- Slovenian Government proposed the new Media Law, which re-introduces the practice of punishment for politically incorrect content and sanctions against media that spread “intolerance”
- Proposal does not define “political intolerance”, which opens the door for sanctions against any critical thinking that is not in-line with the Government’s position
- University of Ljubljana professor was sentenced by the Higher Court because he dared to write an op-ed critical to historian, linked to the old nomenclature.

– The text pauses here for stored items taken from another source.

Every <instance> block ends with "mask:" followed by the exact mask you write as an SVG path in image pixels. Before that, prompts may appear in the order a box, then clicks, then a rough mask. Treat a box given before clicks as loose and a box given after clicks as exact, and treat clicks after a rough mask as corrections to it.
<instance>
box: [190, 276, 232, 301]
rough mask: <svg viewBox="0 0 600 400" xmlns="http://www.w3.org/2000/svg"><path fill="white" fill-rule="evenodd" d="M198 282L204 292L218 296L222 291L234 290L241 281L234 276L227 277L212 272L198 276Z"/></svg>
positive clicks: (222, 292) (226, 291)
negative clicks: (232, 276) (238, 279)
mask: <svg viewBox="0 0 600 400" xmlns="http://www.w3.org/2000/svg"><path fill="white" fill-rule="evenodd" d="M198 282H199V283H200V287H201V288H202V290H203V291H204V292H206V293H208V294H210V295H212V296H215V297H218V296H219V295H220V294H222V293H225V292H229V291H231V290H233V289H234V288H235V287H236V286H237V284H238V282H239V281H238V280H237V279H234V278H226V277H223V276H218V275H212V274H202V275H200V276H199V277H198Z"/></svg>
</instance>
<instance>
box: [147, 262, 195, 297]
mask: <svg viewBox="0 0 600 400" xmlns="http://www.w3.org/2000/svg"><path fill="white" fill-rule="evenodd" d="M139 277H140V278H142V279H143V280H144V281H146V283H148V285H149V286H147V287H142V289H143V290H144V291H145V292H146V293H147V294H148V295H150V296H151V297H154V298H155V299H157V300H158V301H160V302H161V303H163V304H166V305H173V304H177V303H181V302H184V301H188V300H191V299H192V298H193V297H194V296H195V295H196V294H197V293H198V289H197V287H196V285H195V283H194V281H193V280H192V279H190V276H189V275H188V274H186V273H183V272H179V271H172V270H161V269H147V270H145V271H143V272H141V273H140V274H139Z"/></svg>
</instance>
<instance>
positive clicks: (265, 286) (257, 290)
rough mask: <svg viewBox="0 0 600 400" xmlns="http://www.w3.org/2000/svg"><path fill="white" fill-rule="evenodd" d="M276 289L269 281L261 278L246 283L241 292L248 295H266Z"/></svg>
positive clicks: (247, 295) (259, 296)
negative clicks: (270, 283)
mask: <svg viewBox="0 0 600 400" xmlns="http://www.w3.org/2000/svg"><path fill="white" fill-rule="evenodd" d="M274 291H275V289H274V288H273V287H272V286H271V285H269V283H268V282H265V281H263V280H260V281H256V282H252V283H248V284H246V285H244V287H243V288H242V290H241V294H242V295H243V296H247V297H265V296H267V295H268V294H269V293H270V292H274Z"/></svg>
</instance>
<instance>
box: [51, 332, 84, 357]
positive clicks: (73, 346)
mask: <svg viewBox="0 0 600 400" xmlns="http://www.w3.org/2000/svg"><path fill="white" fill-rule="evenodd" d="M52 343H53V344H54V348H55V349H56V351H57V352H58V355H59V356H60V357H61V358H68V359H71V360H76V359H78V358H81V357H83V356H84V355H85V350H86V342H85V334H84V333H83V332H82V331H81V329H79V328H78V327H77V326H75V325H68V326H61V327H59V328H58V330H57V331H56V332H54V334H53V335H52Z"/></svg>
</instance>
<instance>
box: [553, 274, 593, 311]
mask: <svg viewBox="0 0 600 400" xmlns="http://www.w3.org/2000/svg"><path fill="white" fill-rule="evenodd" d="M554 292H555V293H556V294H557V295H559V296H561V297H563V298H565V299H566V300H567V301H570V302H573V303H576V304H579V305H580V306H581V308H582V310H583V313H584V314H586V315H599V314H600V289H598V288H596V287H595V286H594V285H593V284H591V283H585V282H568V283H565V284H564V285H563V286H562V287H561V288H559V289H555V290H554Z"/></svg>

The Government of the Republic of Slovenia proposed the new Media Law, which re-introduces the practice of punishment for the “politically incorrect” content. Such was also the practice in the former communist regime when crime of verbal delict was used as a tool by the authorities to prosecute political opposition. In 2015 the governing elite decided to name it “fight against intolerance”. It is an attempt to sanction those whose opinion is not in line with Government’s positions.
The proposal foresees sanctions against the media that spread “intolerance” and at the same time does not define “intolerance”, which opens the door for sanctions against any critical thinking that is not in-line with the government’s position. In practice, the law would encourage selective sanctioning. It could tolerate insults coming from the government linked media as opinions and sanction critical thinking aimed at the Government politicians and consider it as political intolerance. As a result, the competent authorities may fine or even confiscate equipment and seal any media company, if its programme includes “insults to the political beliefs”. Hardly any political newspaper or broadcasting station would be able to go through a week without a fine.
Slovenian Democratic Party strives for a highly cultivated level of political dialogue, but sanctioning the opinion is dangerous. Without the freedom of speech, the democratic political life and discourse are at stake.
First sign of the tendency of Slovenian judiciary and old nomenclature to silence the critical intellectuals and publicists is the conviction of dr. Boštjan M. Turk, professor at University of Ljubljana. The Higher Court sentenced Dr Turk because he dared to write an op-ed critical to historian, linked to the old nomenclature. The Court explained in the verdict that Mr Turk exceeded the conceptual framework of the topic on which he was reporting. Such conviction would not be possible even in the last years of Yugoslavia, which defined public criticism or “verbal delict” in its criminal law as a crime.
By convicting an intellectual on the basis of verbal delict, Slovenia is again becoming the EU unicum.